Per-block source permissions are available in preview to workspace administrators this week. Every content block in the knowledge base can now carry its own access policy, separate from the broader workspace and project settings. The marketed KB surface today describes per-block ownership and edit history; this preview extends that to read/draft/edit access policies and audit-log surfacing, and will roll into the platform page once the migration story is fully documented.
What changed
A content block in the KB used to inherit its visibility from the project it lived in. If the project was visible to a user, every block in the project was visible. That model held for early-stage usage and broke for any team where some content is more sensitive than other content within the same project.
The new model gives every block a permission policy with three dimensions:
- Read access. Which roles or named users can see the block exists and view its text.
- Draft access. Which roles or named users can use the block as a source when the drafting engine writes a response. A block readable by everyone may still be restricted from drafting if it isn’t appropriate to surface in proposal text.
- Edit access. Which roles or named users can edit or version the block.

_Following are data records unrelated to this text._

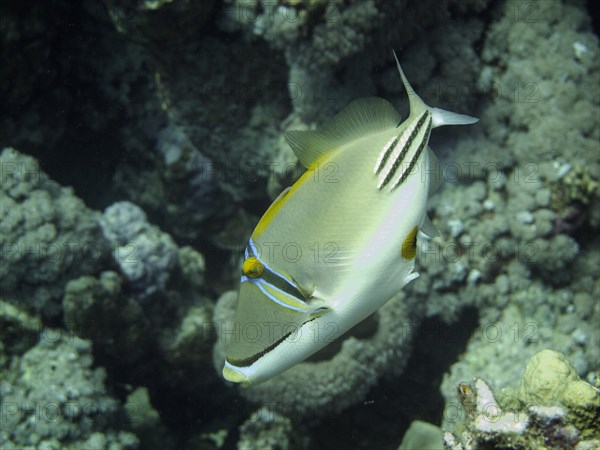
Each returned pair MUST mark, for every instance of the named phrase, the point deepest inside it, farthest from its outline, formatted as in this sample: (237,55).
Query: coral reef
(53,397)
(145,255)
(48,235)
(552,409)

The defaults are conservative. New blocks inherit the project’s existing permissions. Teams that want tighter control on a block — for security-sensitive content, customer-specific content, or content under legal review — can override at the block level without changing the broader project policy.
Why this matters
Two practical reasons.
First, multi-team KBs. A workspace with both a federal proposal team and a commercial proposal team often shares some content (company overview, certifications, financial data) and segregates other content (federal-specific past performance, commercial-specific pricing). Without per-block permissions, the segregation lives in a separate KB or in a side document. The segregation now lives in the KB itself, which means the team can stop maintaining parallel structures.

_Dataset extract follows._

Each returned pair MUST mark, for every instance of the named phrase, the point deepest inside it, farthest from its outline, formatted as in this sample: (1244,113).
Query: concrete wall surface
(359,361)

Second, security-sensitive content. Some KB content — internal architecture documents, draft compliance attestations, customer-specific addenda — should not be available for drafting against arbitrary prospect proposals. Per-block draft access lets a security or compliance owner mark blocks as draftable only against named accounts or projects. The block stays in the KB (so it remains discoverable by the right people) without being available as a source for the wrong proposal.
Audit trail
Every read of a permission-restricted block is logged. Every draft attempt that resolves a restricted block is logged. The Audit tab on a block shows who has accessed it, from which project, and whether the access produced a citation that landed in a final response. Audits are visible to workspace administrators by default and exportable as a CSV.

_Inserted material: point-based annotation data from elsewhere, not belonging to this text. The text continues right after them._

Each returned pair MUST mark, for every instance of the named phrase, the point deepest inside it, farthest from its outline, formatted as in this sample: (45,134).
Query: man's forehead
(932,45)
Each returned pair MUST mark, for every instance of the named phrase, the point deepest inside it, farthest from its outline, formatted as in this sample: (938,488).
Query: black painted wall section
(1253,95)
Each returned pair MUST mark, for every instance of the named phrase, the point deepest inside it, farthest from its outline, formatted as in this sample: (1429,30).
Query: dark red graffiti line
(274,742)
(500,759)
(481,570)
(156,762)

This is the kind of feature that doesn’t show up in a sales conversation and matters quite a lot when a customer’s compliance team asks for evidence of access controls. We built it because customers asked, and because it lines up with the audit trail we already maintain on content-block versioning — the versioning post from last week covers the version history side; this post covers the access side.
Migration
Existing blocks default to project-level visibility. Nothing changes for current customers without action. Workspace administrators who want to apply tighter policies to specific blocks can do so from the Permissions tab on each block, or in bulk from the Permissions section in workspace settings.
What’s next
Two related features are queued for the next month: project-level templated permission policies (so a new “Federal” project automatically inherits a defined block-permission template), and exportable audit reports tied to specific RFP responses (so a compliance reviewer can confirm exactly which blocks contributed to a shipped proposal).
Per-block permissions run on every existing block and every new block. There’s nothing to enable; the new tab is visible in the KB now.